“Bolu, Çankırı, Kastamonu, Sinop, Karabük, Zonguldak ve Bartın” illerinin Ankara gurbetindeki “hemşeri” derneklerinin oluşturduğu “Ankara Uluslararası Batı Karadeniz Birliği Platformu” taleplerini bir bir sıraladı…
İllaki kafada “BAKAP” var.
(“BAKAP” talebinin “sivil toplum” nezdinde il il rağbet görmesi olumlu bir seyir…
Devlet katında “kabul” göreceği günlere darısı.)
“Ankara Uluslararası Batı Karadeniz Birliği Platformu” bu hafta düzenlediği yönetim kurulu toplantısında 3 “duayen” siyasetçiyi video konferans aracılığıyla konuk etti…
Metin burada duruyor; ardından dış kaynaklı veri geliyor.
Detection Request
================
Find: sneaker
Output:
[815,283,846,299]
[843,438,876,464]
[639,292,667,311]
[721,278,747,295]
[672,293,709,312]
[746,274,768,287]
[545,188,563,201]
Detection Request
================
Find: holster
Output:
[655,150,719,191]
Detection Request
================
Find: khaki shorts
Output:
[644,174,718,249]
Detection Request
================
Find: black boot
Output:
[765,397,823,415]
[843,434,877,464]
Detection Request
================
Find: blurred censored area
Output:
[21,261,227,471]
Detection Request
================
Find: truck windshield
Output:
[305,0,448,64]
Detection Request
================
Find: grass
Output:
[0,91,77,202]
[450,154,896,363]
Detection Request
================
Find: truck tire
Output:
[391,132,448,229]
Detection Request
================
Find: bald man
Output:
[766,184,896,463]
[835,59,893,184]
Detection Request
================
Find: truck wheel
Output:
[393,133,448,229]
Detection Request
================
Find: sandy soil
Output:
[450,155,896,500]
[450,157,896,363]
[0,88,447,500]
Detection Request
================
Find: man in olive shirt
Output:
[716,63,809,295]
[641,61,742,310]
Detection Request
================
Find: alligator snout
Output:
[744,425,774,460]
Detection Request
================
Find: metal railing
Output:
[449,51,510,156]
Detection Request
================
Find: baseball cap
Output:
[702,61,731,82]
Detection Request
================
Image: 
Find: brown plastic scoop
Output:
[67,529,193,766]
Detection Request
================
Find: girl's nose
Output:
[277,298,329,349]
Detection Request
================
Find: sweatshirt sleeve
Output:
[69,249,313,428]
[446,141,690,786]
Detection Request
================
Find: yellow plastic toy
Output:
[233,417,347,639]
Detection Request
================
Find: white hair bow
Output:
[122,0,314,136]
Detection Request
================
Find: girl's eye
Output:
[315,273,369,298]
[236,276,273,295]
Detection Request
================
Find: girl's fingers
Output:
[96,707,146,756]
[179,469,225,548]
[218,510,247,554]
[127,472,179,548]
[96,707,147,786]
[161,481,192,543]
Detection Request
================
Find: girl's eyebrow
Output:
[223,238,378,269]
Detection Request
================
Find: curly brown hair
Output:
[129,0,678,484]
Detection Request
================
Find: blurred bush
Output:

“Kastamonulu Murat Başesgioğlu, Bartınlı Köksal Toptan, Karabüklü Mehmet Ceylan.”
(Toptan ve Ceylan devlet katında aldıkları görevler ile iktidar partisi güzergahında yola devam ediyorlar…
Aktif siyasete “ara” veren Başesgioğlu’nun ise özellikle “açılım” mevzusunda dile getirdiği önsezileri “gök kubbede hoş bir seda” olarak yankılanıyor.)
3 tecrübeli siyasetçinin görüşleri elbette çok kıymetli…
Özellikle Başesgioğlu ve Toptan’ın siyasetteki “kariyer” çıtalarına “yanaşabilmek” bile hayli zor.
(3 ayrı bakanlık koltuğunda oturan Başesgioğlu misali bir “yıldız”…
Ancak rüyasında görünür Kastamonu’ya bu gidişle.)
Toplantıda 7 ilin dernek temsilcileri de görüşlerini dile getirdiler sosyal medya paylaşımlarından anlaşıldığına göre…
“BAKAP (Batı Karadeniz Projesi Bölge Kalkınma İdaresi) kurulması”, “Bölgesel Meslek Hastalıkları Şehir Hastanesi” (Göğüs hastalıkları merkezli), “Esenboğa-Çankırı Metro yada YHT Hattı”, “Otomobil Fabrikası” (Filyos Vadisi), “Ormancılık Yol Haritası”, “IPARD”.
Önemli bir karar daha alındı…
“Bölgesel sorunların bölgesel güç ile çözülebileceği anlayışı ile Birlik taleplerinin Cumhurbaşkanlığı Makamı nezdinde de temsil ve taktir görmesi için gerekli girişimlerde bulunulması kararlaştırıldı.”
(Karar almak kolay…
Uygulamak zor.)
“Batı Karadeniz Bölgesi” ülkemizin “sessiz” ve “kimsesiz”yegane bölgesi olarak kaldı bir başına…
Siyaset namına yine ne varsa eski tüfeklerde mi var acep?
(Yeni kuşak siyasetçiler “Zamanında onlar niye yapmamış?” derler mi bilinmez…
Deseler de keşke bu sayede bir “konuşma” ortamı oluşsa ilimizde.)